Would a more integrative approach work?

A first step toward answering this question is to get a good understanding of patient flows. Therefore a process-based approach, such a process mining, seems to be a useful technique.

Process mining [2] is a relatively new business management approach that enables the automatic analysis of business processes based on event logs, in order to improve quality and make these processes lean. Process mining provides insights into Key Performance Indicators such as overall process / activity throughput time, bottlenecks, rework, frequent or exceptional process flows, but also into organizational aspects such as work transfer between departments. Since 2001, the process mining paradigm evolved into a mature framework used by many researchers and practitioners (www.processmining.org ), which also led also to new commercial ventures (www.fluxicon.com ).

The literature acknowledges that process mining techniques provide useful insights into healthcare processes, which support further interventions (Rojas et al. (2016)).  Together with Dr. Durk-Jouke van der Zee (FEB - Operations) and Roy Huisman, a graduate student of our university, we investigate the EMS case of UMCG-Ambulancezorg and the related actors from the Province of Drenthe.

To resolve the above-mentioned challenges, a process-based perspective is considered.

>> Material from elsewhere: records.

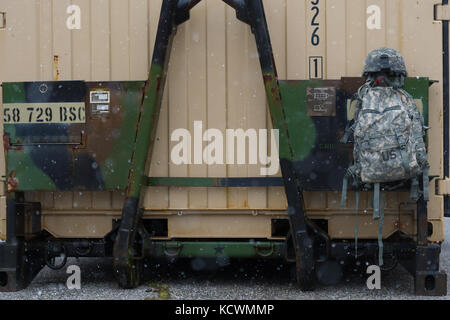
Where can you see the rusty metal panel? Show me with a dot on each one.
(115, 41)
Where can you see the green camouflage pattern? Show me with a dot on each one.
(388, 137)
(385, 59)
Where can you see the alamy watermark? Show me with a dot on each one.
(74, 280)
(211, 147)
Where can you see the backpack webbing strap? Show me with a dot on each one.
(376, 201)
(344, 191)
(414, 189)
(356, 225)
(426, 184)
(380, 229)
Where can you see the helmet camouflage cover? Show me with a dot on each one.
(385, 59)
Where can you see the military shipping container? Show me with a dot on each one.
(94, 71)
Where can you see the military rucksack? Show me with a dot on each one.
(389, 148)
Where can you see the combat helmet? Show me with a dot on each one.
(385, 60)
(389, 64)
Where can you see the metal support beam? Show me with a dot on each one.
(174, 12)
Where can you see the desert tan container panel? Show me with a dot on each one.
(215, 77)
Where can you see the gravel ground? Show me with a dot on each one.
(253, 280)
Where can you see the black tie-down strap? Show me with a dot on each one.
(303, 243)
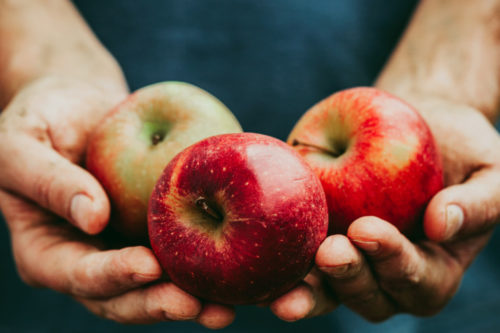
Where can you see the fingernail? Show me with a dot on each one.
(80, 207)
(367, 246)
(336, 271)
(143, 278)
(454, 220)
(179, 316)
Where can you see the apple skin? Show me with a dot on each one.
(268, 218)
(374, 155)
(137, 139)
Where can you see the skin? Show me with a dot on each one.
(447, 65)
(56, 83)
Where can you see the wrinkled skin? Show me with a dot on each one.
(44, 132)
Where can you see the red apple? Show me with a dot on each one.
(138, 138)
(237, 218)
(374, 155)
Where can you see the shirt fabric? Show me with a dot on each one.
(268, 61)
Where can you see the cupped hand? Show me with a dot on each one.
(378, 272)
(44, 131)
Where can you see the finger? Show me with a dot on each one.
(160, 302)
(103, 274)
(41, 174)
(351, 279)
(309, 299)
(419, 280)
(466, 209)
(295, 304)
(56, 256)
(216, 316)
(80, 270)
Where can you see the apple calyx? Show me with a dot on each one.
(203, 204)
(333, 153)
(157, 137)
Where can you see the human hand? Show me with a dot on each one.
(378, 272)
(44, 131)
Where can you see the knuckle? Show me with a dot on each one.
(43, 187)
(27, 278)
(24, 272)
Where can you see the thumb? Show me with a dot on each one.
(42, 175)
(465, 209)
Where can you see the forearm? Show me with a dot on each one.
(450, 50)
(49, 38)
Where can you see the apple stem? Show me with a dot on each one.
(296, 142)
(156, 138)
(208, 210)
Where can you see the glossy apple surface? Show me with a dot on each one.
(374, 155)
(237, 218)
(137, 139)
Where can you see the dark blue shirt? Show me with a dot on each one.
(268, 61)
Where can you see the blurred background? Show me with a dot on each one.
(268, 61)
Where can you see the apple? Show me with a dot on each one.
(237, 218)
(374, 155)
(137, 139)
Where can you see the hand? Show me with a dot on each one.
(44, 131)
(378, 272)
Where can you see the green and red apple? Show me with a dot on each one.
(138, 138)
(374, 155)
(237, 218)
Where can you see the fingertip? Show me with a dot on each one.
(89, 214)
(370, 228)
(336, 250)
(178, 304)
(145, 266)
(216, 316)
(294, 305)
(443, 218)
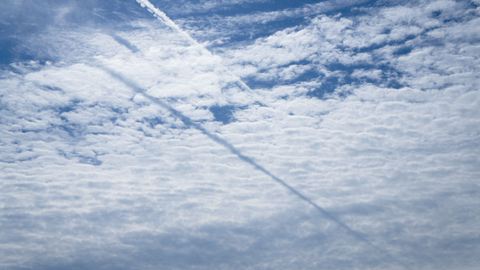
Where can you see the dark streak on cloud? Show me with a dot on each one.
(188, 122)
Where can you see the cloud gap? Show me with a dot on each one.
(190, 123)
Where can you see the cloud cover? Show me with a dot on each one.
(373, 114)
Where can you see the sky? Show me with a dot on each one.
(242, 134)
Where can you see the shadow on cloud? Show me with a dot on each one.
(190, 123)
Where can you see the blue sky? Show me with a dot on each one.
(243, 134)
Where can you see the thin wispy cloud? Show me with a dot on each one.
(357, 121)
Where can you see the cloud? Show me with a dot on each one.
(91, 169)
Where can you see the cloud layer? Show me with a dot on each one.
(369, 111)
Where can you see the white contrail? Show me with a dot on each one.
(164, 18)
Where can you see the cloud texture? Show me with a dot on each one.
(369, 110)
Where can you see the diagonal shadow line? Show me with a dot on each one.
(188, 122)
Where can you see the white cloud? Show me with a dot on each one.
(92, 169)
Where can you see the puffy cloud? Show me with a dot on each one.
(374, 117)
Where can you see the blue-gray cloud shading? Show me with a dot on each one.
(292, 135)
(249, 160)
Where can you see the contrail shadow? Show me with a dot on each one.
(123, 42)
(187, 121)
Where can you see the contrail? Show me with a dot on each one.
(164, 18)
(190, 123)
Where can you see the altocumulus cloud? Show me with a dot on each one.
(369, 110)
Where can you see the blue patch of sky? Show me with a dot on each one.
(223, 114)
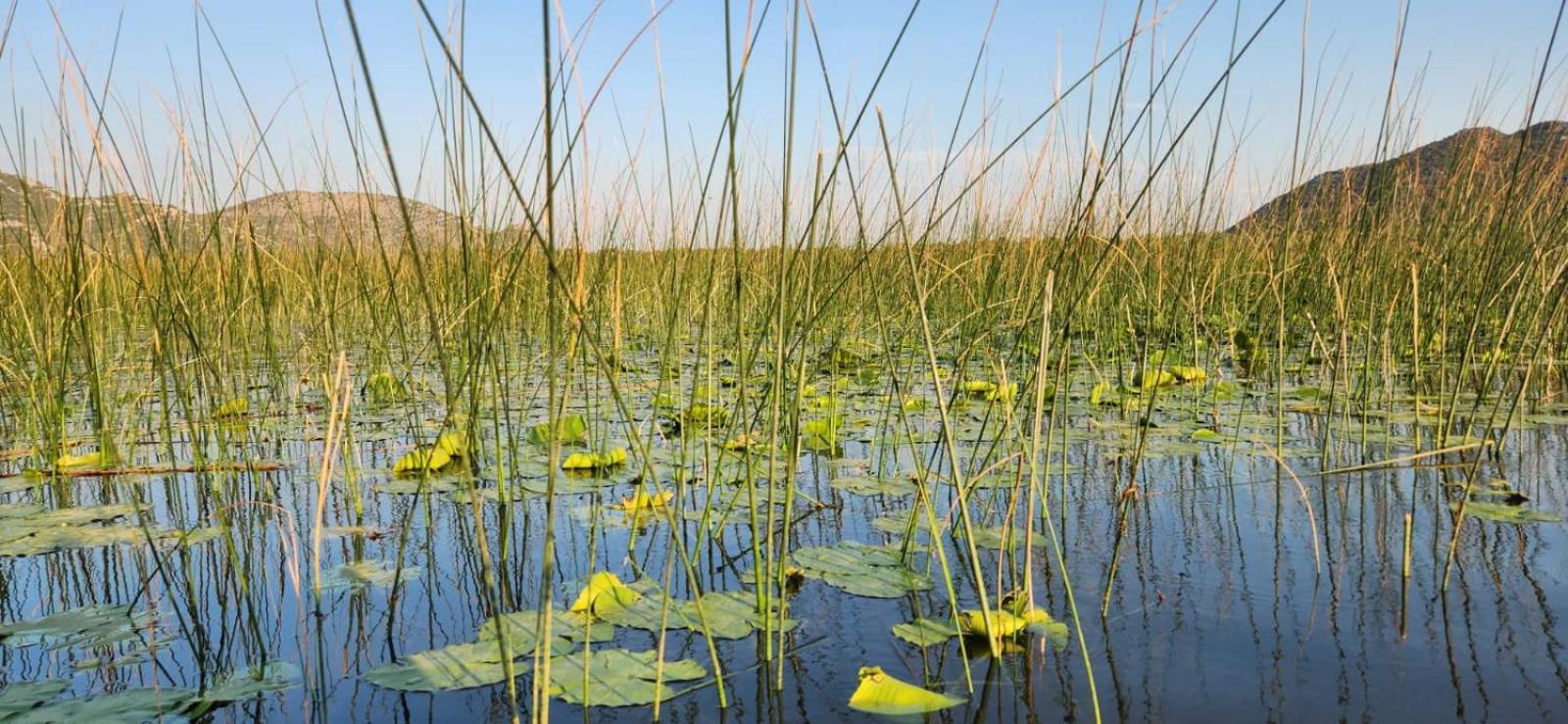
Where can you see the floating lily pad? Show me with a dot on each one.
(883, 695)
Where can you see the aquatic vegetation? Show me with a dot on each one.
(232, 410)
(872, 571)
(618, 677)
(423, 459)
(802, 414)
(569, 430)
(70, 528)
(604, 595)
(88, 627)
(459, 666)
(595, 461)
(360, 575)
(883, 695)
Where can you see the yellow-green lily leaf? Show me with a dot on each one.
(1003, 392)
(1001, 622)
(1152, 379)
(647, 502)
(1502, 512)
(454, 444)
(604, 596)
(232, 408)
(422, 461)
(883, 695)
(83, 461)
(595, 461)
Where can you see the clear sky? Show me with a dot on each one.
(1463, 62)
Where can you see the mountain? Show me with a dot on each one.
(1466, 172)
(334, 217)
(276, 218)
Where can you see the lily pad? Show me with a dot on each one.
(23, 697)
(366, 574)
(867, 485)
(872, 571)
(129, 707)
(255, 681)
(1502, 512)
(88, 627)
(883, 695)
(459, 666)
(618, 677)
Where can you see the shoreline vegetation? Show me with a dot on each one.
(632, 459)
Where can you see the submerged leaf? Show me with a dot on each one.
(255, 681)
(924, 632)
(883, 695)
(365, 574)
(129, 707)
(595, 461)
(1502, 512)
(643, 502)
(618, 677)
(460, 666)
(88, 627)
(861, 569)
(23, 697)
(569, 430)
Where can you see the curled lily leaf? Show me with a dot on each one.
(604, 596)
(883, 695)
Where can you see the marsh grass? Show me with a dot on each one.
(710, 342)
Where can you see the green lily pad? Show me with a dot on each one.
(925, 632)
(70, 528)
(459, 666)
(255, 681)
(867, 485)
(23, 697)
(872, 571)
(122, 707)
(88, 627)
(366, 574)
(1502, 512)
(618, 677)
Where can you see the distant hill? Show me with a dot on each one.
(276, 218)
(336, 217)
(1470, 169)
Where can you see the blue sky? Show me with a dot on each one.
(1454, 49)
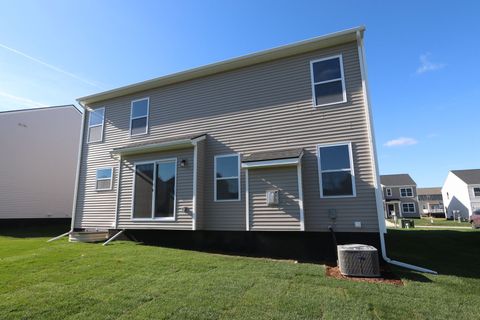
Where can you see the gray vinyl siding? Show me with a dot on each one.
(396, 195)
(256, 108)
(285, 216)
(184, 192)
(201, 150)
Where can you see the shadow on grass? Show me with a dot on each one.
(33, 230)
(449, 252)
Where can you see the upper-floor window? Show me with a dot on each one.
(476, 192)
(104, 179)
(335, 166)
(96, 119)
(139, 116)
(227, 177)
(408, 207)
(328, 82)
(406, 192)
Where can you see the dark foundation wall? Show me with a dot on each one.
(302, 246)
(60, 222)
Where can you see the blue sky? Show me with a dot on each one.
(423, 60)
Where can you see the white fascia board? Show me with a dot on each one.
(316, 43)
(271, 163)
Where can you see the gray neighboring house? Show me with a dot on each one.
(400, 195)
(39, 151)
(430, 202)
(274, 143)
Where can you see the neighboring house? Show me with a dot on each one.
(430, 202)
(276, 141)
(400, 196)
(38, 157)
(461, 193)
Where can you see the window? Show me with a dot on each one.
(336, 170)
(227, 177)
(104, 179)
(155, 190)
(328, 83)
(96, 120)
(406, 192)
(476, 192)
(408, 207)
(139, 116)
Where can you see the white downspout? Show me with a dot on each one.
(378, 195)
(77, 178)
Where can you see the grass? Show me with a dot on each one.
(438, 222)
(62, 280)
(441, 222)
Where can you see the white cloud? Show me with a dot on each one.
(426, 65)
(402, 141)
(19, 102)
(52, 67)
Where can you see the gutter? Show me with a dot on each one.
(79, 161)
(378, 195)
(77, 177)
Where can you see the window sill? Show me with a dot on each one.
(337, 197)
(153, 219)
(329, 104)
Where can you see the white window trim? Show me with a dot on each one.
(388, 192)
(474, 195)
(352, 170)
(161, 219)
(103, 179)
(96, 125)
(314, 98)
(414, 207)
(224, 178)
(406, 188)
(140, 117)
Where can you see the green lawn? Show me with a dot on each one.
(425, 221)
(437, 222)
(62, 280)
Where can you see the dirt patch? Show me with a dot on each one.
(387, 276)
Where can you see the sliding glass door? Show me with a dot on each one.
(155, 190)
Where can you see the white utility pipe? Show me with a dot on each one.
(60, 236)
(113, 238)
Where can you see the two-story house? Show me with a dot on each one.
(461, 193)
(269, 149)
(430, 202)
(400, 196)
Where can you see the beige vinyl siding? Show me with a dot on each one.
(184, 191)
(38, 160)
(256, 108)
(285, 216)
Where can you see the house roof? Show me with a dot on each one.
(429, 191)
(470, 176)
(42, 109)
(325, 41)
(173, 142)
(403, 179)
(274, 155)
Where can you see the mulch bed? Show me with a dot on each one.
(387, 276)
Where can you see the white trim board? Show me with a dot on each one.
(153, 218)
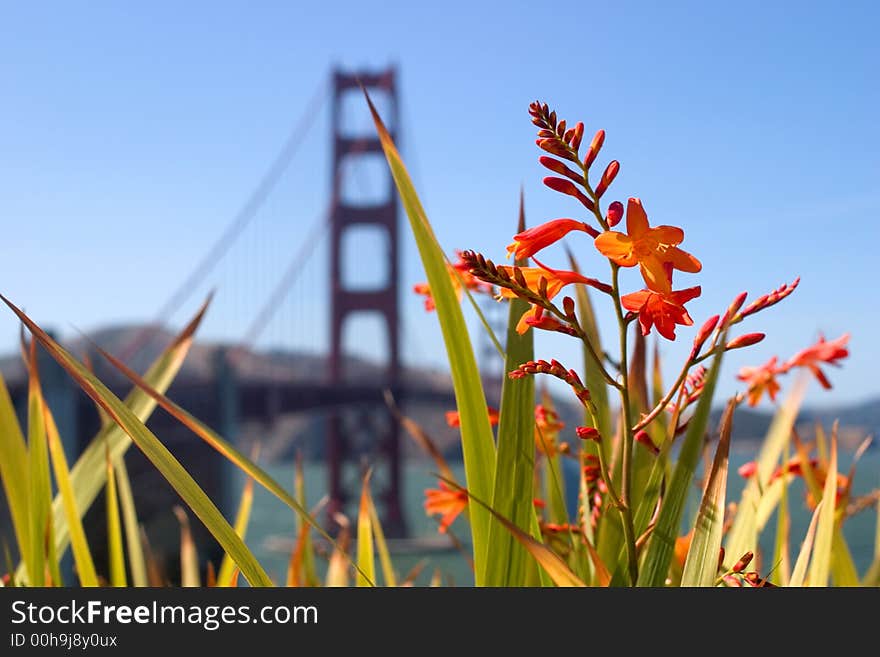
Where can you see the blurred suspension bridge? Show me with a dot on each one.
(360, 220)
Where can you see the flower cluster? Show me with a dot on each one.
(622, 236)
(764, 378)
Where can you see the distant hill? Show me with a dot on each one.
(859, 419)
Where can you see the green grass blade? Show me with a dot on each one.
(222, 446)
(38, 473)
(242, 518)
(547, 559)
(799, 574)
(476, 434)
(593, 378)
(382, 547)
(115, 549)
(820, 564)
(13, 471)
(82, 555)
(88, 474)
(366, 556)
(513, 494)
(310, 573)
(156, 452)
(872, 576)
(701, 565)
(137, 563)
(189, 559)
(843, 568)
(743, 534)
(53, 563)
(662, 542)
(781, 553)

Namely, the patient flows are discovered with process mining techniques to check whether the right care is delivered at the right time, in the right place, and from the right actor. These insights will be used to balance the care demand with the care supply, available in the province of Drenthe.   

The research aims to be extended to the other Northern provinces (Groningen, Friesland), and eventually to all Dutch provinces. To know more, do not hesitate to contact the author of this post at l.maruster@rug.nl.

[1] SpoedZorgNet, fluent (2017) – De Spoedpatient Centraal, https://www.spoedzorgnet.nl/, downloaded at 20.03.2018

[2] van der Aalst, W., Weijters, T., Maruster, L. (2004) - Workflow mining: Discovering process models from event logs, IEEE Transactions on Knowledge and Data Engineering 16 (9), 1128-1142.